If the city distance is used, d (i, j) becomes Is calculated. In normal DP matching, the standard pattern has basically the same format as the input pattern, and the matching plane is as shown in FIG. For example, in the case of word recognition with a frame period of 10 ms, the plane word length is about 60 frames (600 ms), and the number of grid points is I · J = 3600. However, in the case of the present invention, for example, the number of states N = 4 (FIG. 2)
Then, the number of grid points is significantly reduced to IN = 240, so that the calculation time can be significantly reduced. The weight W of the state transition in the equation (8) is a term for time control for preventing extreme time expansion and contraction in correspondence between the input pattern and the standard pattern. In FIG. 4, the optimal path to the grid point C (i, j) is
It is selected from two paths: an optimal path I reaching the lattice point A (i-1, j) and an optimal path II reaching the lattice point B (i-1, j-1).
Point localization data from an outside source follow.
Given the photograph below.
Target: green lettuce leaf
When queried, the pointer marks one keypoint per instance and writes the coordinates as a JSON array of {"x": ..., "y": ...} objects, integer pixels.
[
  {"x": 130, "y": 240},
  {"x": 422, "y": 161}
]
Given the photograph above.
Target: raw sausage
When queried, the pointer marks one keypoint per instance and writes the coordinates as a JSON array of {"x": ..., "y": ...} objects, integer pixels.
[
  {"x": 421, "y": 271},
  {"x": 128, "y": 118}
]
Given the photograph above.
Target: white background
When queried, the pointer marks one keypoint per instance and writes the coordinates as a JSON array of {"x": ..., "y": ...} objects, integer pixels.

Here, in the optimal path reaching the grid point B, the input frame number is set to i ′ when the state j−1 is reached for the first time.
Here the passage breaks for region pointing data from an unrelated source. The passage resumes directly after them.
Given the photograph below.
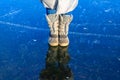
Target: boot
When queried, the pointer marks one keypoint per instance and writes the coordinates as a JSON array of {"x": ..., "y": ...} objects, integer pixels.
[
  {"x": 63, "y": 29},
  {"x": 53, "y": 20}
]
Then, the belonging time to the state j-1 is ii 'frame. The duration of the state j-1 in the standard pattern is defined as l _j -l. At this time, the weight W of the state transition is expressed as W = a ｛(ii ′) − l _jl ｝ ² (10) (a is a constant). By employing the weights of the expression (10), the value of W is reduced only when the difference between the belonging time and the duration is small (that is, when the time difference between the input pattern and the standard pattern is small), and the state transition is performed. Is more likely to occur. For this reason, precise time control becomes possible. Also, W Can also be defined as This equation (11) indicates that the belonging time to the state j-1 is represented by the state j-
The duration is limited to 1/2 to 2 times the duration of 1 so that inappropriate time response can be prevented. The duration l _j (1 ≦ j) used in (10) and (11)
≦ N) can be obtained by one training data (utterance for creating a standard pattern). However, in order to accurately create a standard pattern, if there is a plurality of training data, the average value is good. Advantages As is apparent from the above description, according to the present invention, it is possible to perform precise speech recognition that can perform accurate time length control using a small amount of calculation and a small memory for a standard pattern. .
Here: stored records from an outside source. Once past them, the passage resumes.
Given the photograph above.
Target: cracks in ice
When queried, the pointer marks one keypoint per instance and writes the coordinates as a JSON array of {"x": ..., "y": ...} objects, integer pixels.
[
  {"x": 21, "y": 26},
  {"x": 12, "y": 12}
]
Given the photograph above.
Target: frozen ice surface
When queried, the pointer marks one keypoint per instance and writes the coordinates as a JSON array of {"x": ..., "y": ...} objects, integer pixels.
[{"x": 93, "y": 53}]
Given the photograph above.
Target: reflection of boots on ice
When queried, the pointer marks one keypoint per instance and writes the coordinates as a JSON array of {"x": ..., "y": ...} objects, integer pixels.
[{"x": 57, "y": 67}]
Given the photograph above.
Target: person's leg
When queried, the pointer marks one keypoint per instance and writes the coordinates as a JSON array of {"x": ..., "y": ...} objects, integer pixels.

【図面の簡単な説明】第１図は、本発明の一実施例を説明するためのブロック
線図、第２図は、入力音声と標準パターンとの照合にお
ける最適状態列の例を示す図、第３図は、DPマッチング
における計算平面を示す図、第４図は、最適パスの例を
示す図である。１……マイクロフォン,2……特徴系列変換手段,3……音
声区間検出手段,4……マッチング部,5……標準パター
ン,6……認識結果出力部。BRIEF DESCRIPTION OF THE DRAWINGS FIG. 1 is a block diagram for explaining an embodiment of the present invention, FIG. 2 is a diagram showing an example of an optimal state sequence in collating an input voice with a standard pattern, FIG. 3 is a diagram showing a calculation plane in DP matching, and FIG. 4 is a diagram showing an example of an optimal path. 1 ... Microphone, 2 ... Feature sequence conversion means, 3 ... Sound section detection means, 4 ... Matching unit, 5 ... Standard pattern, 6 ... Recognition result output unit.

Claims

(57) [Claims] The input audio signal is converted into a time series of feature vectors using a feature sequence conversion unit, and the standard pattern is expressed as a sequence of states having a certain number of states, and a feature vector and a state representing a state for each state. In the speech recognition device that compares the time series of the feature vector of the input voice with the standard pattern, the weight of the state transition is set to each state of the standard voice when performing the verification. A speech recognition method characterized by an amount proportional to the square of the difference between the time to which the pattern belongs and the duration of each state of the standard pattern, and adding the weight to the cumulative distance at the time of matching.